Tech sector stock news tends to focus on the same select companies. Everyone is waiting for the moment that Apple (NASDAQ: AAPL) shares finally break $400 – or $500. Can Google (NASDAQ: GOOG) get back above $700 again? When will Netflix (NASDAQ: NFLX) hit $300?
There’s still money to be made on the technology giants and tech sector in the United States, to be sure. But the price of entry is steep. An alternative for investors who still want to get in on ground floor of companies in comparable industries involves investing in a wholly different market. Namely, China.
An increasing number of consumer technology and Web businesses serving the Chinese middle class are being publicly traded in the U.S. stock exchanges. Here are five Chinese companies trading right now that have the potential to be the next Google, the next telecom like Verizon (NYSE: VZ), or the next video game giant like Activision Blizzard (NASDAQ: ATVI). Despite some volatility — a few of these stocks have had serious ups and downs in the past six months — there’s still great opportunity in each.
Here they are, the 5 China tech stocks with Apple-style growth potential:
Baidu (NASDAQ: BIDU)
The “Chinese Google” has been trading on the Nasdaq since 2005, and is a name familiar to most investors. But if you think Baidu (NASDAQ: BIDU) is old news, note that its most successful period has only come in just the last twelve months as Google has moved out of China. Baidu was trading at just above $51 at the beginning of March 2010 and is now cruising around $120 – a 130% gain. After issuing strong fourth quarter earnings on Feb. 1, and raising its first quarter revenue guidance far above analyst estimates to between $360 and $371 million, BIDU is showing no signs of slowing down. The company’s continued dominance of the Chinese search engine market, thanks in no small part to Google’s trouble in the country, bodes well for Baidu.

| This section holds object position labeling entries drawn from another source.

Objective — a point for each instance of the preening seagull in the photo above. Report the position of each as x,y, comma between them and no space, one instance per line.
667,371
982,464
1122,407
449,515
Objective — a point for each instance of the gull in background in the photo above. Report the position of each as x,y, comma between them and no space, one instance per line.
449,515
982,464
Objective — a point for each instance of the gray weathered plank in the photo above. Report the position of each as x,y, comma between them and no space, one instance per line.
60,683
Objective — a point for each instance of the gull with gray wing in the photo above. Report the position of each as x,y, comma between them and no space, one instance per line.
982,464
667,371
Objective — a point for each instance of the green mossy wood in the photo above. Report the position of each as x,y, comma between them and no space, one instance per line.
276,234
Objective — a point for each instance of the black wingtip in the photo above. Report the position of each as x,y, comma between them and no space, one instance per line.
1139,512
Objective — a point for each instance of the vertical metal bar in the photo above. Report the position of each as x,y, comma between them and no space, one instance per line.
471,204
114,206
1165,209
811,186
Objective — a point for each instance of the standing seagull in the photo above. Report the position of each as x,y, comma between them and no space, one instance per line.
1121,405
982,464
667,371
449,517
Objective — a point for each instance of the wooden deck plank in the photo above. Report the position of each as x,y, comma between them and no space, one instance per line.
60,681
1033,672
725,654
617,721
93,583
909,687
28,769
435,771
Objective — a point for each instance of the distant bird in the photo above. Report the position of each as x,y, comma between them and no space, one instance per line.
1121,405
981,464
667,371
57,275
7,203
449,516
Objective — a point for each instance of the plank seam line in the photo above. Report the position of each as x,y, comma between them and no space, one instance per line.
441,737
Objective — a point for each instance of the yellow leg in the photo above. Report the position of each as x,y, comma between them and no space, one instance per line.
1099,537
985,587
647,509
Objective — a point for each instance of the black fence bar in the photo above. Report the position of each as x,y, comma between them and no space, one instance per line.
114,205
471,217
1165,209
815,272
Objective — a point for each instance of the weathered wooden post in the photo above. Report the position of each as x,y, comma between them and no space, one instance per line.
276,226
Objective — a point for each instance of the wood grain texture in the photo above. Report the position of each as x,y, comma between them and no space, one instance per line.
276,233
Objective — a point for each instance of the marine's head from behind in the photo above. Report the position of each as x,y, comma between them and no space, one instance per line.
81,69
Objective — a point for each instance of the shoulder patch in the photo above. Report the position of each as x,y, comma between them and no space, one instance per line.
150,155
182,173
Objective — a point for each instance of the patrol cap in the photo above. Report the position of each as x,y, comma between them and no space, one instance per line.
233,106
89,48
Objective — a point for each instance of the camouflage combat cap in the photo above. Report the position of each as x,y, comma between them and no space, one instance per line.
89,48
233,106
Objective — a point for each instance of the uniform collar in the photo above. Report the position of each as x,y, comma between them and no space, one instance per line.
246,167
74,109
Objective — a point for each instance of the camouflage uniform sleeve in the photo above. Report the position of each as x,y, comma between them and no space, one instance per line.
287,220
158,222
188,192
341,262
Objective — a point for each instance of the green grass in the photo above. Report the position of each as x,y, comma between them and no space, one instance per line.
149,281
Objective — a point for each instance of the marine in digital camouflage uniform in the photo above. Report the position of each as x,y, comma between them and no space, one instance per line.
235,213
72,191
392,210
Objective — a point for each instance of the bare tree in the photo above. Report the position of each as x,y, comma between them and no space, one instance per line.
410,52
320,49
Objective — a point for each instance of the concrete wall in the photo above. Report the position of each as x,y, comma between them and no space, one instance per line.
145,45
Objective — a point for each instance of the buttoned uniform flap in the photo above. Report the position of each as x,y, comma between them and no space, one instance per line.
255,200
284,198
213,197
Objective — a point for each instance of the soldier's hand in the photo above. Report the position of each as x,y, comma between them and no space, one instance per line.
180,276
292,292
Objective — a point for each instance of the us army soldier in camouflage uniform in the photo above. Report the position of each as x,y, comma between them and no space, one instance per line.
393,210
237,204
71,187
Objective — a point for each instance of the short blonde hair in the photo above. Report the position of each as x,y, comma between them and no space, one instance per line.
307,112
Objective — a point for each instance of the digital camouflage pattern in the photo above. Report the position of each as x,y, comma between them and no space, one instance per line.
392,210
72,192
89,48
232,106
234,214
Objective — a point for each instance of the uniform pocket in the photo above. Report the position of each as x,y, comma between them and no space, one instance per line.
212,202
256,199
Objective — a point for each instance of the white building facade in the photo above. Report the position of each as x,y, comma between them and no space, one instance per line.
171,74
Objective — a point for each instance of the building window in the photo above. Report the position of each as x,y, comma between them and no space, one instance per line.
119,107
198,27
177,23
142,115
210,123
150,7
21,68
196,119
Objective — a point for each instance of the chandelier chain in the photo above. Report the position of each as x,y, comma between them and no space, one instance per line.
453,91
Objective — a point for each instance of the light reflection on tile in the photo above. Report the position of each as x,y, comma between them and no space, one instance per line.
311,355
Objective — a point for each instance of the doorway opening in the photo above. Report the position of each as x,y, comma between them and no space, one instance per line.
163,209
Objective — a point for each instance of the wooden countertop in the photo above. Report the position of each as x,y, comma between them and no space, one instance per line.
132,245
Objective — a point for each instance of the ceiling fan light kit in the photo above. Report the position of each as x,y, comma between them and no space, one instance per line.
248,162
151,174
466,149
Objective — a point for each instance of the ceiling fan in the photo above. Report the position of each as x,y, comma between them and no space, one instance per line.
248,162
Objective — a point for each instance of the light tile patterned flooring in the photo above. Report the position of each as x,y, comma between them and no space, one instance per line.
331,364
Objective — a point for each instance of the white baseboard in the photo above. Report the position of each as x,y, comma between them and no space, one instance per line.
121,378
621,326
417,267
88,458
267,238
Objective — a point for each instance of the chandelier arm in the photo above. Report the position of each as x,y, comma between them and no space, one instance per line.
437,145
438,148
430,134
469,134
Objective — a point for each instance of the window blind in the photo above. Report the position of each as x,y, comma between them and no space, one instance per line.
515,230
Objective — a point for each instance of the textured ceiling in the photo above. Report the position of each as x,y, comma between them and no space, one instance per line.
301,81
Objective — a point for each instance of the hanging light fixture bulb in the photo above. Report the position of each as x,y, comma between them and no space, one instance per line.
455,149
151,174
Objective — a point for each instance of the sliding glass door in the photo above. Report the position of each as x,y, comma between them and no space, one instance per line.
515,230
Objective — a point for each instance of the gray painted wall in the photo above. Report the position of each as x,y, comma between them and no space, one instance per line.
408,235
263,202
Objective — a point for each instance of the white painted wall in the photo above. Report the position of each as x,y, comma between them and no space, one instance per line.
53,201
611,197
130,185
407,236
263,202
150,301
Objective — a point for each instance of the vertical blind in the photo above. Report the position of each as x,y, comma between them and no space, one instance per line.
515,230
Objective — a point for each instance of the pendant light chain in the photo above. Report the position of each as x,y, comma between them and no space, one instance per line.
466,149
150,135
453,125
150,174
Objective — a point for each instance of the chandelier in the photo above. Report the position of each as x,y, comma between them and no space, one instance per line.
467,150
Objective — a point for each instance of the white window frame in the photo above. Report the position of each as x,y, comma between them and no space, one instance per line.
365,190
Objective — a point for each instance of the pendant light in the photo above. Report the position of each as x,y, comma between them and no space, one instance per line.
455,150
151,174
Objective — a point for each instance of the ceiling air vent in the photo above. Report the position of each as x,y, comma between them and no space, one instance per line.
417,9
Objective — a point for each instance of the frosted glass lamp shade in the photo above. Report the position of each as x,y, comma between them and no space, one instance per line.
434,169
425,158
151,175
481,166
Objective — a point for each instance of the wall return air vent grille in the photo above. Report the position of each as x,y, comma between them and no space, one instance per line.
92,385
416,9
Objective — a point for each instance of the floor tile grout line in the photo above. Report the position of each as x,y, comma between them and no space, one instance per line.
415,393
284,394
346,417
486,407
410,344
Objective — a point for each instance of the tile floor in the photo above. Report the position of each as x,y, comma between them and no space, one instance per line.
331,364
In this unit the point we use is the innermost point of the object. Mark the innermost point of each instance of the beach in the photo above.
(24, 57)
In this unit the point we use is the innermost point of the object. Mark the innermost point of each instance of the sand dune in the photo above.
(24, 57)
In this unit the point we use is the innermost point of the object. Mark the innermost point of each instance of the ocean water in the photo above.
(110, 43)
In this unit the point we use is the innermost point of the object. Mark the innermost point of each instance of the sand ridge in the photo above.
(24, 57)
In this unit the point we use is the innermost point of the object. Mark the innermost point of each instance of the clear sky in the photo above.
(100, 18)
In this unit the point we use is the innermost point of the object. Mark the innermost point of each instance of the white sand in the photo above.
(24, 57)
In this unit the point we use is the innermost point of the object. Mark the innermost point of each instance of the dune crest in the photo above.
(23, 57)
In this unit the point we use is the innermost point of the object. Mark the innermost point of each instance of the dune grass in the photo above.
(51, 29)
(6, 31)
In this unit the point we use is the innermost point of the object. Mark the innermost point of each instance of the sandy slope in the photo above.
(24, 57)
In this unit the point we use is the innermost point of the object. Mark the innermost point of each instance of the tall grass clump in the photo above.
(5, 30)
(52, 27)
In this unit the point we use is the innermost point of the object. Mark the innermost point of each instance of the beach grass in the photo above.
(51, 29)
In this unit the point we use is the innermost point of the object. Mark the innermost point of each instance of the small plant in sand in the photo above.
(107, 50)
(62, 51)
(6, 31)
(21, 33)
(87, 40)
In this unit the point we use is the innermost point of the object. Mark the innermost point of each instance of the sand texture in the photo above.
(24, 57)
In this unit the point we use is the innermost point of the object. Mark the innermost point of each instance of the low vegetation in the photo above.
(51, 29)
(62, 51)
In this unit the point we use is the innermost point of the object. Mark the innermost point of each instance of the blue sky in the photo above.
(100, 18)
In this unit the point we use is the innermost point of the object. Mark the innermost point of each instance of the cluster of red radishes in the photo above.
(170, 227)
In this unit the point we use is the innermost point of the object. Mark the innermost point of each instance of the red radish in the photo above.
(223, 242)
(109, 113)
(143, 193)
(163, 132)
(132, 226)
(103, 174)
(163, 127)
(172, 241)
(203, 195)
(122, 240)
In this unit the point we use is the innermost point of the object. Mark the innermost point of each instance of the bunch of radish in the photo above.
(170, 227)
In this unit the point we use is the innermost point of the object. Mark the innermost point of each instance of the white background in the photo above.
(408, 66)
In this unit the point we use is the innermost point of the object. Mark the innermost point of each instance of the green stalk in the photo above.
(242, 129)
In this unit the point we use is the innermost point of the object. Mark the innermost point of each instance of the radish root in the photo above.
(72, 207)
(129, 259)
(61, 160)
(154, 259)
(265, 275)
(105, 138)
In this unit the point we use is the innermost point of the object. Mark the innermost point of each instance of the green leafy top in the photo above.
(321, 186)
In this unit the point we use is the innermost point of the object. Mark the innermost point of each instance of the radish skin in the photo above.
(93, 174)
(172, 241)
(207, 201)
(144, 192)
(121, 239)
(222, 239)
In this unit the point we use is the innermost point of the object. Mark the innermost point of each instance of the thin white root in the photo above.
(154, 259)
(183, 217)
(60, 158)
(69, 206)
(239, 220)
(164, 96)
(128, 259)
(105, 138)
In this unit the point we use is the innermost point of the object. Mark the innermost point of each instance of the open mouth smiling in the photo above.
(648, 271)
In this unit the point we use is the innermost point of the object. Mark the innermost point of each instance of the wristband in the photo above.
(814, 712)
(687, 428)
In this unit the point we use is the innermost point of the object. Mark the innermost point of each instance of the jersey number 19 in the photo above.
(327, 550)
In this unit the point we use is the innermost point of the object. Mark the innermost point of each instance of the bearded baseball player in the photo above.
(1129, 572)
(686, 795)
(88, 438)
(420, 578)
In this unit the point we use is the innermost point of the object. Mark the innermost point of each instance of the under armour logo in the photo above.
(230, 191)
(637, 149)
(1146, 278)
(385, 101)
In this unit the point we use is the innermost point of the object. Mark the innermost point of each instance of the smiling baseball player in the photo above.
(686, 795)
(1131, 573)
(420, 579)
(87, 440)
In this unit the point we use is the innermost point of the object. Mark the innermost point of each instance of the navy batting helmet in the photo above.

Changyou.com (NASDAQ: CYOU)
Domestic video game companies Activision Blizzard (NASDAQ: ATVI) and Electronic Arts (NASDAQ: ERTS) know how beneficial a strong online gaming business can be with hardcore gamers. And Apple app developers know how a simple, fun game can be a huge profit-maker due to broad appeal to normal folks. Changyou.com (NASDAQ: CYOU) does both of these facets very well. Via the Changyou online gaming business serves Chinese gamers hungry for World of Warcraft-style “massinely multiplayer” gaming as well as simple, casual and social games. CYOU has grown respectably since going public in the U.S. in 2009, hitting an all-time high of $39.72 on Feb. 2. Citigroup raised its target price to $44 after Changyou.com delivered better than expected fourth quarter results on Jan. 31. The trend line appears to still be moving up for CYOU.
Youku (NYSE: YOKU)
Where Baidu is the Chinese Google, Youku (NYSE: YOKU) is the equivalent of that company’s infamous video sharing website YouTube. Youku is one of two stocks on this list that has had little time on the NYSE so there’s not much performance to speak of. In the two and a half months since going public, the stock has been volatile, swinging between a low of $25.57 and highs near $50 on an almost bi-weekly basis. Strong fourth quarter earnings reported on Mar. 1, however, may indicate the stock is stabilizing. It’s worth noting that the growing strength of Youku’s other businesses like peer-to-peer file sharing software iKu means that Youku has far more on its side than just video dominance, and could see big growth if these other technologies catch on.
Sky mobi (NASDAQ: MOBI)
Sky mobi (NASDAQ: MOBI) is a mobile app company that recently went public. Unfortunately, MOBI hasn’t been quite the star Youku has since going public on NASDAQ in December 2010. A major slump following its IPO had analysts predicting the worst for Sky mobi. That said, MOBI has made impressive gains recently, growing from a low of $4.98 to a high of $11.20 hit on Mar. 1. The mobile app store company isn’t going to challenge even Apple’s own App Store in China for revenue generated, but it could be an interesting company to watch.
China Unicom (NYSE: CHU)
A longtime member of the New York Stock exchange, don’t write off China Unicom (NYSE: CHU) as a sleepy telecom with its best days behind it. True, since going public in the U.S. in 2000, the stock has traded between $10 and $20 per share for most of the past five years. But the future is bright for China Unicom though thanks to the growing popularity of Apple’s iPhone in that country. The September 2010 debut of the iPhone 4 was China Unicom’s most successful Apple smartphone release yet, selling out its initial stock in just 24 hours. Even at just 100,000 phones, that was a promising feat. China Unicom has an exclusive deal with Apple through 2012, so provided the Chinese public maintains interest in the iPhone, the mobile provider can maintain some positive momentum. The potential smartphone audience in China is huge, and China Unicom could see big potential if those new customers jump on board en masse.
As of this writing, Anthony John Agnello did not own a position in any of the stocks named here.